How to work smarter not harder this year

I walked into a hardware store one day.

There were 3 or 4 people standing behind the long counter and another 3 or 4 people in front of the counter waiting to be served. One bloke behind the counter looked like he was running rings around all the other guys– he was serving all the customers while the others stood idly by.

“He must be the guru.” I thought.

“Can I help you?” asked one employee.

“Yes, can I see the boss please?” I asked.

“Yes, that’s him” he said pointing to the guy doing all the work (without even asking what I needed and if he could help instead)

What’s wrong with this picture?

Can you see yourself in this scenario?

Business owners shoot themselves in the foot all the time by trying to do everything in their business. I’ve heard business owners variously describe themselves as “Chief Cook and Bottle-washer, “Trouble-shooter” and even “Dogsbody”. Some business owners even clean their own premises to save a few dollars – please tell me that’s not you!

If you feel like your business is dragging you down and you never seem to be getting to the good stuff it’s probably because you take on too much. For whatever reason, you’ve justified putting yourself in a position of power then undermined it by attempting to do everything yourself.

So, how are you going to get to the good stuff you want to do?

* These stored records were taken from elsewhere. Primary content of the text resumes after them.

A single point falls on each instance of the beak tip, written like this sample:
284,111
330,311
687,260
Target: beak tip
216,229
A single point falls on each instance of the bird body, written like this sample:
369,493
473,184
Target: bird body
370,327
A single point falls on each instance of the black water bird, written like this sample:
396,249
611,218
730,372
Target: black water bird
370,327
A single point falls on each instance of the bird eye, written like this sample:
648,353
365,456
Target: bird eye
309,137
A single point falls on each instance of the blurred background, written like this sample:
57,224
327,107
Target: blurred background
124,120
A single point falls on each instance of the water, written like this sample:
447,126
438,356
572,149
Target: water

First of all, do you know what the “Good stuff” is? Have you actually defined what it is? You know there’s something … you just can’t quite put your finger on it, but other people seem to be having more fun and getting better results than you.

Or maybe you do know what you want but not the steps to get there – it seems too hard. Maybe there’s some fear and doubt and financial issues you have to tackle first, so it’s just easier to keep looking and being busy, (although it’s not very fulfilling) and every day is Groundhog Day. .

In order to work smarter you’ll need to know what it is you’re aiming for and what your particular role is in making it happen. This might take some courage and deep thinking – and delegation!

First of all – there is no such thing as a “good all-rounder”, so stop trying to be one.

You have natural talents and strengths you probably haven’t even tapped into yet.

Find the NICHE that suits your talents and makes you happy.

If you’re good at the technical work of your business like being the designer, accountant, mechanic or brain surgeon, then do that thing, but don’t keep it to yourself, hire and train other people to do it even better than you so you can expand the business.

OR – if you don’t want a large team and you are happy to be the technical person, focus on being the best brain surgeon you can be and get other people to do everything else; all the admin, marketing, sales, management and other parts of your business. Your hourly rate will be much higher than these people. Hire a great business manager or practice manager. Hire a great Personal Assistant – do whatever makes your job easier.

Remember to keep it simple and streamlined.

Find a MARKET that suits your talents and makes you happy.

When you work with clients or customers you like and you’re doing work that is your pure genius, then work doesn’t seem so hard, you’ll enjoy it more. Work becomes more harmonious – you have better capacity to deliver and the clients are less demanding, more flexible and understanding.

All clients are not created equal. It’s absolutely NOT true that “any client will do, as long as they pay.” Working smarter means choosing your clients; you’ll get paid on time, have fewer complaints, less re-work, fewer price shoppers and happier employees.

Be self focussed

The smart thing to do is look after yourself first, be a little selfish. If you fell over what would happen to your business?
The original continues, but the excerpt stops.